Last week, New Jersey Gov. Chris Christie announced that New Jersey would make two large cuts in state payments to the pension fund in order to address a troublesome $2.7 billion budget deficit.

POLITICO reports:

To reduce a large unfunded pension mandate that had existed for years, part of the 2011 deal required that union workers as well as the state would make higher payments to the funds through 2018.

But Christie, who has seen a series of credit downgrades issued to the state since he took office at the start of 2010 — said he will whittle down payments of $1.6 billion this year and $2.25 billion next year to less than $700 million apiece.

The payments will go to pensions of active public employees, not ones who’ve retired.

At a press conference last week, Christie lamented that he would love to focus on tax cuts. “But until we decide to be adults and deal with the problem we know we have, we’re not going to be able to do that.”

In Wisconsin, the story of the Act 10 reforms couldn’t be any different.

With the assistance of the reforms, Gov. Walker’s first budget was able to solve a $3.6 billion budget hole without massive public sector layoffs or tax hikes.

Local governments were able to save nearly $3 billion according to the latest estimates.

Wisconsin fiscal health and economic growth has resulted in two budget surpluses that Gov. Walker and the Republican legislature have turned into property and income tax relief.

Wisconsin’s pension fund remains one of the strongest in the nation.

And the unemployment rate in Wisconsin has fallen below 6% to the lowest it has been since 2008. New Jersey’s unemployment rate sits at 6.9%.
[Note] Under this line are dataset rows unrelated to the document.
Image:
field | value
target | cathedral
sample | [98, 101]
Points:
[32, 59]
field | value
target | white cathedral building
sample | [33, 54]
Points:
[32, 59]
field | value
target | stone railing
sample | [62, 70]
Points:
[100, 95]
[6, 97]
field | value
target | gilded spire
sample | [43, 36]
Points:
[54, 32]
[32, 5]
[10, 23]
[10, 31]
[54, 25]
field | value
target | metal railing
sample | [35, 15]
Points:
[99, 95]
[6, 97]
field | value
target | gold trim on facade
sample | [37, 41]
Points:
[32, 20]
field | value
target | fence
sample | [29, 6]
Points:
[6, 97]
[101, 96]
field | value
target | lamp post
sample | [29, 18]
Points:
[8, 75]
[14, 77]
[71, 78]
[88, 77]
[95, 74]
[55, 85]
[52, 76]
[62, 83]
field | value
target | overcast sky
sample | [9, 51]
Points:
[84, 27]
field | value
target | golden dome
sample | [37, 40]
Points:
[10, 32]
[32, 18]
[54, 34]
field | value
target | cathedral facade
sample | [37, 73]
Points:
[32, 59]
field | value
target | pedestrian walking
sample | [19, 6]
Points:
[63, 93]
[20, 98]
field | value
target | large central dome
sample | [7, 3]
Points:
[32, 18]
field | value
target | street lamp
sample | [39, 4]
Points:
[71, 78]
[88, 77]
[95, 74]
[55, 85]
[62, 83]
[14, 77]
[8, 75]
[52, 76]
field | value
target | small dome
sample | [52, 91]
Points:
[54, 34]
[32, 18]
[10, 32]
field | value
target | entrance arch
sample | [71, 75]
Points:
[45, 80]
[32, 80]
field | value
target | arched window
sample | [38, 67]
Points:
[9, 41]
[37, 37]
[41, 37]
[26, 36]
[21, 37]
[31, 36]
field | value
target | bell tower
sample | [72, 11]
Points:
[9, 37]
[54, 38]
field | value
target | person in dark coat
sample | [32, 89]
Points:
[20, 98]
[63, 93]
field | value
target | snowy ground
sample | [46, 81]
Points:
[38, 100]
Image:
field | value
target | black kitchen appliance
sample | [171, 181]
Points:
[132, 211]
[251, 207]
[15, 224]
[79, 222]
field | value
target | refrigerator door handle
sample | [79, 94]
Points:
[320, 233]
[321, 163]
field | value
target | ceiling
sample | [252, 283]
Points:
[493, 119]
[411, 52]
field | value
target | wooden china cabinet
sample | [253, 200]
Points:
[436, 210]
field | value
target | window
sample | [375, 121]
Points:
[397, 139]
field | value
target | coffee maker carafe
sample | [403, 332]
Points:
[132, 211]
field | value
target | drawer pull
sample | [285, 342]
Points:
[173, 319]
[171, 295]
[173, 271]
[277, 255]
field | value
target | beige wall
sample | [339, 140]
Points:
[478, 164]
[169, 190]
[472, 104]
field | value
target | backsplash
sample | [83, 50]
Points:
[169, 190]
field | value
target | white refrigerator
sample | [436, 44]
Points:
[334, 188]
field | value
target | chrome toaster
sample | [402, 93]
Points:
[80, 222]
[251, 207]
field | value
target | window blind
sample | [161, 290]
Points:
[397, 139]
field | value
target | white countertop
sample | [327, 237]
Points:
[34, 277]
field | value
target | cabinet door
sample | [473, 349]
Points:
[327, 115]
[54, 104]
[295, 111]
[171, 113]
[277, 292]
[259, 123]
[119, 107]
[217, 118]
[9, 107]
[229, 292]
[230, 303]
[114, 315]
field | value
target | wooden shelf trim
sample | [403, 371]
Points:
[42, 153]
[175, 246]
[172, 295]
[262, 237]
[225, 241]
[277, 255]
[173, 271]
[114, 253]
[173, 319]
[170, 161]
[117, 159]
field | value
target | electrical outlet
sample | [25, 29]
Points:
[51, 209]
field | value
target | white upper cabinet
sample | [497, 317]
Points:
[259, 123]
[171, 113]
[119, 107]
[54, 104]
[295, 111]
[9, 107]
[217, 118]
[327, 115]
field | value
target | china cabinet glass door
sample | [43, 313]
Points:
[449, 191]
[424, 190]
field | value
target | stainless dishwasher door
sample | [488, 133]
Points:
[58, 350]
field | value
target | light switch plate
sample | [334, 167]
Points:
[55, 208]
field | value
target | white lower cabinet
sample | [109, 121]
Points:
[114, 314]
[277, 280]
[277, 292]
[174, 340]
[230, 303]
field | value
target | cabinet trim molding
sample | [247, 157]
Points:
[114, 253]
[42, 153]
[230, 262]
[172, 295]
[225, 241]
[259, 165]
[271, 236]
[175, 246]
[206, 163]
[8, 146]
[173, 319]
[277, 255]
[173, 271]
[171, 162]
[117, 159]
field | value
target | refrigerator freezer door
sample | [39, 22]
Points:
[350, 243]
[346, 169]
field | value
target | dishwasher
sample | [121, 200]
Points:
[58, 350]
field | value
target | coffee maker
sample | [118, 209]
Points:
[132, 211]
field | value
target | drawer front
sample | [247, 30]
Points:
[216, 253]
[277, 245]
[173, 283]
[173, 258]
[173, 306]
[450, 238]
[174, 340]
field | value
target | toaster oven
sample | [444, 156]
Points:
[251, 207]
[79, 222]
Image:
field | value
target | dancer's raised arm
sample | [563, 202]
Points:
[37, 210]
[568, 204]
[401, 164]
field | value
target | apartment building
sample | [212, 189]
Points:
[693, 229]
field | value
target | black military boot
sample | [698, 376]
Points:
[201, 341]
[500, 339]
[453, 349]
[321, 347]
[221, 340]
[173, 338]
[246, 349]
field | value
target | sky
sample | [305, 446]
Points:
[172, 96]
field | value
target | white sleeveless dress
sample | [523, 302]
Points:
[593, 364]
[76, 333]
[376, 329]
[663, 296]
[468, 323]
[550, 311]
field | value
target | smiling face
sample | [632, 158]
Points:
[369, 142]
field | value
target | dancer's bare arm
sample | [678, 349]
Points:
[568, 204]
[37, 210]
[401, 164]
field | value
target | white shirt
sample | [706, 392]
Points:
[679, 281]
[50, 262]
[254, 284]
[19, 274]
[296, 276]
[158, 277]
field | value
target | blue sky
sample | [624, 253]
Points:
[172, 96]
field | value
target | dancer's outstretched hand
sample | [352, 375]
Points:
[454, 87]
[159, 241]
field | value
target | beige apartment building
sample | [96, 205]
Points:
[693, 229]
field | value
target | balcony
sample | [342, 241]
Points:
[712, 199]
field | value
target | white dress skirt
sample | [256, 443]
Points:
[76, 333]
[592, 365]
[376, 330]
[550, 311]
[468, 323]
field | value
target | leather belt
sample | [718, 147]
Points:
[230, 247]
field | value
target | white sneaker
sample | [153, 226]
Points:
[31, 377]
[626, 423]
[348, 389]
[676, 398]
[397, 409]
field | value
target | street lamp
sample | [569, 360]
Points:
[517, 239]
While no two states can be objectively compared without appreciating the nuances of each situation, it is remarkable to observe the incredible success of Wisconsin’s reforms while New Jersey is mired in more fiscal trouble.

With the 2016 chatter accelerating to warp speed – New Jersey’s troubles and Wisconsin’s success could play an outsized role in determining just who is the next Republican nominee for President.